Hooligans to face nationwide measures

Cantonal police authorities have reiterated calls for further steps to clamp down on hooligan violence at sport events.

This content was published on October 9, 2011 minutes

The measures include the deployment of police observers at matches, the nationwide introduction of summary courts as well as transport restrictions for fans, Karin Keller-Sutter, president of the cantonal police and justice directors, is quoted by several Sunday newspapers.

The proposals, still to be discussed by the representatives of the more than 20 cantons, would make football and ice-hockey matches subject to official approval by the authorities, overruling the sport associations or individual clubs.
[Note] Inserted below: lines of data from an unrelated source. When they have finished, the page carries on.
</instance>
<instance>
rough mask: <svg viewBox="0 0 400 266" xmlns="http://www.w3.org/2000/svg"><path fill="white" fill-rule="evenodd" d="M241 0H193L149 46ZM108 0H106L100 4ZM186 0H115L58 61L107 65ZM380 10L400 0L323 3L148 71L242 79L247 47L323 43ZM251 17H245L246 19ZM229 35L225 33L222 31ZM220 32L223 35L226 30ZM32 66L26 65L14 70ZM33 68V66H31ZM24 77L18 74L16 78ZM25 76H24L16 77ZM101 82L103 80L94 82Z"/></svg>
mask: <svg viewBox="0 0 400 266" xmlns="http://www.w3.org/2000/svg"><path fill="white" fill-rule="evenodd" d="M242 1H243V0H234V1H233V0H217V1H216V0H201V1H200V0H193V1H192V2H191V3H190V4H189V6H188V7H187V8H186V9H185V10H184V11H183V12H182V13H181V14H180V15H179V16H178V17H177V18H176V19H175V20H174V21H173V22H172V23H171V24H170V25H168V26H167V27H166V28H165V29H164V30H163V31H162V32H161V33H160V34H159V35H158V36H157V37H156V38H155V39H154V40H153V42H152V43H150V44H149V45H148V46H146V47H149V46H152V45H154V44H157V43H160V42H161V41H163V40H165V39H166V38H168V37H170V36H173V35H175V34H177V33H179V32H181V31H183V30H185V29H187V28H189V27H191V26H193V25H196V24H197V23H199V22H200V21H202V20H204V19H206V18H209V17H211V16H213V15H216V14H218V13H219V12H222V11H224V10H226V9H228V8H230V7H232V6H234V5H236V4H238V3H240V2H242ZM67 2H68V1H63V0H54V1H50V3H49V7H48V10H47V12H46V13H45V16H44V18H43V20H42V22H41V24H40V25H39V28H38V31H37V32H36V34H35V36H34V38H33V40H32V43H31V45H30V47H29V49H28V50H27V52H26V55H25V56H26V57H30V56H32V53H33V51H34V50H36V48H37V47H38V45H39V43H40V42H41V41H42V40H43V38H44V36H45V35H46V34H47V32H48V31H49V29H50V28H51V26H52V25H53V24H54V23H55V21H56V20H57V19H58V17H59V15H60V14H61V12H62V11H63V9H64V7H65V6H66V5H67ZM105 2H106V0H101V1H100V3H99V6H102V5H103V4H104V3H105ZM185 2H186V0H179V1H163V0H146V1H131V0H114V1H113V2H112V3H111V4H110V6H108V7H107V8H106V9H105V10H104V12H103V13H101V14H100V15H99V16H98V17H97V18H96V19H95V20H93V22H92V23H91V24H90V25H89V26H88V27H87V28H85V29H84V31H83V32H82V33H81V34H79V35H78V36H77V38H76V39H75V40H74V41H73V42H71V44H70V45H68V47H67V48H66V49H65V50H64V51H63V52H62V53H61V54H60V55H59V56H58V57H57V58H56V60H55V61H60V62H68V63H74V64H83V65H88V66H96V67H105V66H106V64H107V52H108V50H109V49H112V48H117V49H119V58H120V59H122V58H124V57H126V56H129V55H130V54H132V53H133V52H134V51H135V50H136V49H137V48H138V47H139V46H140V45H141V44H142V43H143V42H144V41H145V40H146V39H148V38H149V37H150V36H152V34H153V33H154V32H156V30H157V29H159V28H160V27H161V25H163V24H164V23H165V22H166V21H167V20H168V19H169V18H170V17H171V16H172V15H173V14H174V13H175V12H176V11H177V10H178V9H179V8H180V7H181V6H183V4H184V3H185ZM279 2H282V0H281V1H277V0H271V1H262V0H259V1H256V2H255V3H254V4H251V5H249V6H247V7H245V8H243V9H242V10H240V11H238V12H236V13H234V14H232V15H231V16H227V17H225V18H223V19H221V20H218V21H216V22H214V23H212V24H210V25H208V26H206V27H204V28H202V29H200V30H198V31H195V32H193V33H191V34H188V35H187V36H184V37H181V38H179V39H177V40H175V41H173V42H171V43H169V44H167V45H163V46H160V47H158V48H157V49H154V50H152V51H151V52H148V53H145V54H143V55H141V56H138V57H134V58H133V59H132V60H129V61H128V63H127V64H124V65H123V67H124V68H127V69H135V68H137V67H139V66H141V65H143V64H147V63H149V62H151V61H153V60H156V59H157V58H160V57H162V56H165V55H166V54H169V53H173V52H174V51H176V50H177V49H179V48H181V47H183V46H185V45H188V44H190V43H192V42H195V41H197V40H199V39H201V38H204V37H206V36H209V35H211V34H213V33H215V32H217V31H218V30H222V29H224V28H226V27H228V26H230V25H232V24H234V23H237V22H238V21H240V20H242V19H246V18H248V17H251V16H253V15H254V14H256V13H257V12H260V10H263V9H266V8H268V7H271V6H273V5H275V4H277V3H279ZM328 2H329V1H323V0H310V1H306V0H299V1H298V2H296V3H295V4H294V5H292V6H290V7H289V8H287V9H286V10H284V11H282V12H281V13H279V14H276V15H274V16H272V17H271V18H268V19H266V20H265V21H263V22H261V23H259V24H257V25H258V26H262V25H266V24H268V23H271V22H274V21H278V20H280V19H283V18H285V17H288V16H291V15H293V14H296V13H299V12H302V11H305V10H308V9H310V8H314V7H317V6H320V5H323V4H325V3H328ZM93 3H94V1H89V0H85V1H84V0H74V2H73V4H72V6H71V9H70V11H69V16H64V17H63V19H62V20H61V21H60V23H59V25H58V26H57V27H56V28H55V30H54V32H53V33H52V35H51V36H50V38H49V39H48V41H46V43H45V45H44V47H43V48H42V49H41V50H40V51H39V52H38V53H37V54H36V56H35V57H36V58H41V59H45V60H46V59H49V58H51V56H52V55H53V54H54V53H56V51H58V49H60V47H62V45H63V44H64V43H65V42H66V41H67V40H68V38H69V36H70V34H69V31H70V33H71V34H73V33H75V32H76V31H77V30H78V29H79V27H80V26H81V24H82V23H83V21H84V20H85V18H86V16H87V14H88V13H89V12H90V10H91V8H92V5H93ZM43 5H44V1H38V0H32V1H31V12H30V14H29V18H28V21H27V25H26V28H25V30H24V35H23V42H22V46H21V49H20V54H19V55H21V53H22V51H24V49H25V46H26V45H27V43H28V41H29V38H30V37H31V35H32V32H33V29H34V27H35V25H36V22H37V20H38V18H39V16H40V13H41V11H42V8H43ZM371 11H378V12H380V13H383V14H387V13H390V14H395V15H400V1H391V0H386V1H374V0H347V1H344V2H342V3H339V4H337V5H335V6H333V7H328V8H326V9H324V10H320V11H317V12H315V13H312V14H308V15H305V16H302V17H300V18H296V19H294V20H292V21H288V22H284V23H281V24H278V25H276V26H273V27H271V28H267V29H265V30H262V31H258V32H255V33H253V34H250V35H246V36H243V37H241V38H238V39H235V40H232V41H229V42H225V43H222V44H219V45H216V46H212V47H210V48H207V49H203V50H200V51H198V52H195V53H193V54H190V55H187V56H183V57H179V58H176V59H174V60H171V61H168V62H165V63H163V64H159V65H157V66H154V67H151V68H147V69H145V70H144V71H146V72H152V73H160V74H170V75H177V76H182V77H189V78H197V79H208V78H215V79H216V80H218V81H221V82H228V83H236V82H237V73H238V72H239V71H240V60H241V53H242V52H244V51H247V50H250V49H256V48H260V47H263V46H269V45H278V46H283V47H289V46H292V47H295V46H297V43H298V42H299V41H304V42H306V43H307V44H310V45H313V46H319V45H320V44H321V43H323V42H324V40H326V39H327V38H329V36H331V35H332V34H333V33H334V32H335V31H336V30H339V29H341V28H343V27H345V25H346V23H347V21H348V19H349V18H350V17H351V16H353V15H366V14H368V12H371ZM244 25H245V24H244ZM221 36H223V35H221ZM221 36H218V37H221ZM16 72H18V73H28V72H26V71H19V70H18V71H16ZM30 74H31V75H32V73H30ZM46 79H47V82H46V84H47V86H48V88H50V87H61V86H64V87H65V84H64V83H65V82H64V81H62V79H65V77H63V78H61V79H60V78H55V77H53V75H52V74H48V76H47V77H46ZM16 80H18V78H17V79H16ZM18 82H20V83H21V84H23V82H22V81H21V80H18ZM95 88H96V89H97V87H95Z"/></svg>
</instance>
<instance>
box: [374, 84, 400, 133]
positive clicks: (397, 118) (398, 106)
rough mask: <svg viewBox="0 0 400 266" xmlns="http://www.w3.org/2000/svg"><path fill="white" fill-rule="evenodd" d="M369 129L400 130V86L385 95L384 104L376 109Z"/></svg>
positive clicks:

For the first time in the history of Switzerland’s professional football a match was abandoned last week amid hooligan violence in Zurich.

The number of people registered in a special hooligan database has reached a record 1,188, twice as many as in 2009, according to the Federal Police Office.

Most of them are banned from stadiums or are put under other restraining orders.

The head of the Federal Sport Office, Matthias Remund, has reportedly come out in favour of a mandatory identification of football spectators at the stadium, as well as a ban on fireworks and flags on terraces.

A month ago the federal authorities announced they were giving up efforts to coordinate efforts to clamp down on hooliganism, saying the 26 cantons had to come up with their own strategies.